Ordonnance de gel ("Arrest") d'une créance de "succumbing legal fees" découlant d'une sentence arbitrale brésilienne de la CCI
Dans les procédures suisses de recouvrement de créances, un créancier dont la créance a été reconnue par un jugement d'un tribunal ou une sentence arbitrale a le droit d'exiger le gel des avoirs du débiteur situés en Suisse. Dans le cas d'une sentence étrangère, le tribunal chargé de la décision de gel doit également - accessoirement - décider de la reconnaissance de la sentence étrangère conformément à la Convention de New York.
Dans cette affaire, la décision de gel était fondée sur une sentence arbitrale de la CCI brésilienne. La partie perdante a été condamnée à payer directement au cabinet d'avocats de la partie gagnante Braz Coelho Veras Lessa Bueno les frais de justice encourus par ce dernier dans le cadre de la procédure d'arbitrage. En d'autres termes, l'indemnisation des frais de justice n'a pas été accordée à la partie gagnante elle-même, mais directement à ses avocats, bien que ces derniers n'aient pas été parties à la procédure arbitrale et n'aient fait que représenter la partie gagnante dans cette procédure.
L'un des principes fondamentaux de l'arbitrage est que les sentences arbitrales ne peuvent avoir d'effet contraignant qu'à l'égard des parties à la convention d'arbitrage. Par conséquent, une sentence ne produira généralement aucun effet contraignant sur ou à l'égard des tiers. Les cabinets d'avocats qui agissent au nom de leurs clients dans le cadre d'une procédure d'arbitrage ne sont pas des parties à cet arbitrage, mais des "tiers" qui ne bénéficient d'aucun droit direct découlant de la sentence elle-même.
Il peut donc sembler surprenant qu'un tribunal suisse ait accepté d'émettre une ordonnance de gel pour garantir la créance d'un tel tiers, à savoir le cabinet d'avocats.
En effet, tout principe souffre de quelques exceptions...
En l'espèce, l'arbitrage a eu lieu au Brésil et a été soumis au droit brésilien. Le code de procédure civile brésilien stipule que la partie perdante doit payer les honoraires directement aux avocats de la partie gagnante. Les avocats ont donc une créance directe sur la partie perdante pour ces honoraires (appelés "honorários sucumbenciais", ci-après"honoraires de succombants"). Les dispositions pertinentes du droit procédural brésilien ne sont pas directement applicables aux procédures d'arbitrage. Toutefois, la pratique des honoraires succombants est un trait marquant de la pratique des tribunaux brésiliens et est reconnue par la jurisprudence constante de la plus haute juridiction du Brésil. En l'espèce, les deux parties étaient représentées par des cabinets d'avocats brésiliens et ont toutes deux formulé leurs demandes de dédommagement pour les frais conformément à cette pratique. Chacune des parties a demandé des frais de justice de 20 % du montant du litige, à l'exclusion expresse des frais de justice contractuels. Ces demandes ont été incorporées dans les termes de référence signés par les avocats des parties.

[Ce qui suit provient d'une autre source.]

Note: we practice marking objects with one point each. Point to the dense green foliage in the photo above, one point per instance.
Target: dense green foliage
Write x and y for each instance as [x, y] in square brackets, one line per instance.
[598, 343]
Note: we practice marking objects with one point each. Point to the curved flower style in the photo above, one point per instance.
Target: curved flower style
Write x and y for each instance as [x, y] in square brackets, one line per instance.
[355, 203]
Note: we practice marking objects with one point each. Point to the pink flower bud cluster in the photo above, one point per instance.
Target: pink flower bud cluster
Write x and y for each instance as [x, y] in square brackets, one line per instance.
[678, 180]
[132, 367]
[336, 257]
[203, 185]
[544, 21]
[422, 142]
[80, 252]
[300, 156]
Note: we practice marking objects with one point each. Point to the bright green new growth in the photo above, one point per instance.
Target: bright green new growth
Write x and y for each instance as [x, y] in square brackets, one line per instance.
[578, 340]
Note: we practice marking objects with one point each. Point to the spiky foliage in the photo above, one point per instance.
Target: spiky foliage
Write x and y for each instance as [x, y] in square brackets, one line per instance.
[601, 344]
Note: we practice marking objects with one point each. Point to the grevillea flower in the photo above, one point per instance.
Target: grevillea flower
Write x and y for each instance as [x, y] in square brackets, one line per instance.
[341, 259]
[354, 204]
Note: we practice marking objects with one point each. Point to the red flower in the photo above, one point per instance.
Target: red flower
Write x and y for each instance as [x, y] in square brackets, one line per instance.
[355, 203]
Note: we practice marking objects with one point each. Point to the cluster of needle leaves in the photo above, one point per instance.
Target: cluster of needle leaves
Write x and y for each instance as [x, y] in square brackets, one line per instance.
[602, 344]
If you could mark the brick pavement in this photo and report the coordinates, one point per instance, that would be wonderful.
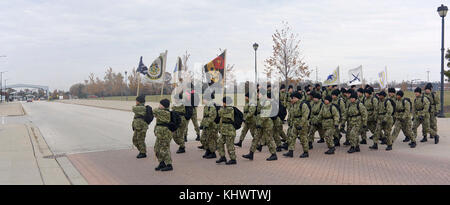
(400, 166)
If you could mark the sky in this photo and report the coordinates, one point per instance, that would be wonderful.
(57, 43)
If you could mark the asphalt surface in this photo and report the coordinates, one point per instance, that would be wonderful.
(69, 128)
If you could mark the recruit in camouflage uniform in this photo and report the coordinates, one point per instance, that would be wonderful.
(403, 122)
(139, 126)
(163, 136)
(208, 137)
(227, 133)
(298, 125)
(371, 104)
(249, 120)
(356, 120)
(435, 109)
(385, 119)
(178, 136)
(264, 124)
(421, 114)
(316, 125)
(329, 116)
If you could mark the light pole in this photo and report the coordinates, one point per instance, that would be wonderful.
(255, 46)
(442, 10)
(126, 86)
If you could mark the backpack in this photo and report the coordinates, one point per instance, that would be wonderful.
(175, 121)
(410, 104)
(309, 107)
(338, 109)
(238, 118)
(217, 120)
(392, 103)
(148, 118)
(189, 112)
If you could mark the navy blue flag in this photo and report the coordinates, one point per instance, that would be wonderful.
(142, 68)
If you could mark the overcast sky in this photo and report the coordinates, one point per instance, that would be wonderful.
(59, 42)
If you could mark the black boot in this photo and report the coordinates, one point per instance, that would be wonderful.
(406, 139)
(160, 166)
(181, 150)
(304, 155)
(198, 138)
(239, 144)
(221, 159)
(167, 168)
(279, 149)
(424, 139)
(272, 157)
(212, 155)
(389, 148)
(232, 161)
(346, 143)
(248, 156)
(351, 150)
(285, 146)
(259, 148)
(330, 150)
(141, 155)
(436, 139)
(290, 153)
(206, 153)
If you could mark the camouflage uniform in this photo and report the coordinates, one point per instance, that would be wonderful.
(421, 115)
(356, 119)
(384, 115)
(208, 137)
(178, 137)
(435, 109)
(227, 132)
(316, 124)
(139, 127)
(329, 116)
(402, 122)
(249, 118)
(299, 117)
(371, 104)
(265, 135)
(163, 135)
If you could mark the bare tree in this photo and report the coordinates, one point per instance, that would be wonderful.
(286, 58)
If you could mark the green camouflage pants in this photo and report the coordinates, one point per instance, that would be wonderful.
(403, 125)
(353, 132)
(162, 144)
(425, 125)
(433, 124)
(139, 140)
(194, 121)
(245, 129)
(383, 131)
(209, 139)
(303, 134)
(229, 141)
(312, 131)
(179, 133)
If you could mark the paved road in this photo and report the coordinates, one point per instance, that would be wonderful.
(69, 128)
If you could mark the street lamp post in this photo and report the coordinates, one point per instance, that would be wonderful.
(255, 46)
(442, 10)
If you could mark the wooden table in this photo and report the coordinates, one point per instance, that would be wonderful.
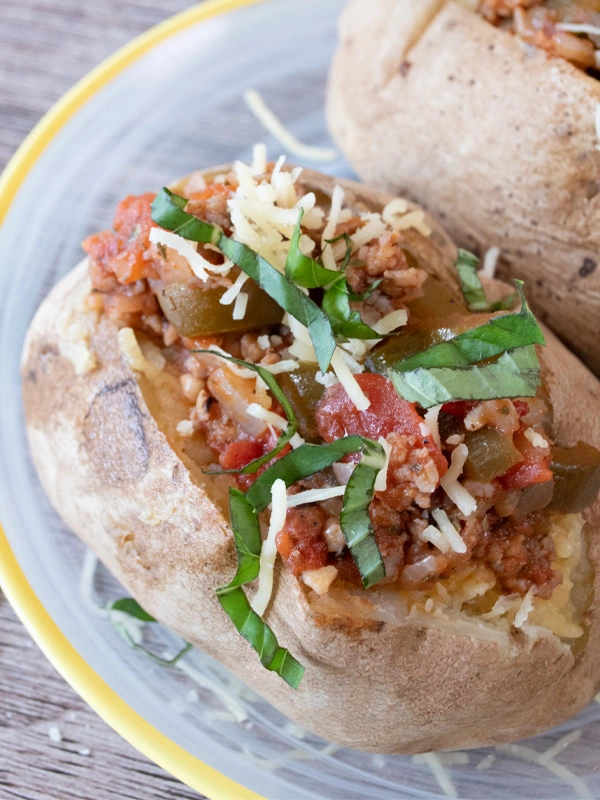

L'arbitre unique a apparemment interprété ces demandes comme un accord des parties pour traiter les honoraires d'avocat de la même manière qu'ils le seraient dans le cadre d'un litige judiciaire, c'est-à-dire en créant un droit direct des avocats à toute demande de remboursement des frais. Ainsi, dans la sentence finale, l'arbitre unique, se référant à la formulation précise de la demande des parties concernant la réduction des frais de justice dans l'acte de mission, a ordonné à la partie perdante de payer directement au cabinet d'avocats de la partie gagnante un montant correspondant à 20 % de la valeur du litige. Sur cette base, le tribunal local de Bâle a accordé une ordonnance de gel garantissant la créance du cabinet d'avocats.
Il est très positif de constater que le tribunal a été ouvert à l'idée de prendre en considération une pratique étrangère qui, à première vue, peut sembler étrange pour un juriste suisse. Cela confirme la position généralement favorable à l'arbitrage des tribunaux locaux suisses lorsqu'il s'agit de reconnaître et d'exécuter des sentences étrangères.
Principaux enseignements :
- Les jugements ou sentences étrangers peuvent être exécutés en Suisse par le biais d'ordonnances de gel si le débiteur détient des actifs dans le pays.
- Accordez une attention particulière à la rédaction de l'acte de mission, car il offre une occasion en or de remédier aux lacunes de votre convention d'arbitrage ou d'en étendre le champ d'application. Par exemple, vous pouvez l'utiliser pour permettre au cabinet d'avocats d'une partie de réclamer directement les frais de justice au débiteur de la sentence.
- Les tribunaux suisses adoptent généralement une position favorable à l'arbitrage en ce qui concerne la reconnaissance et l'exécution des sentences arbitrales.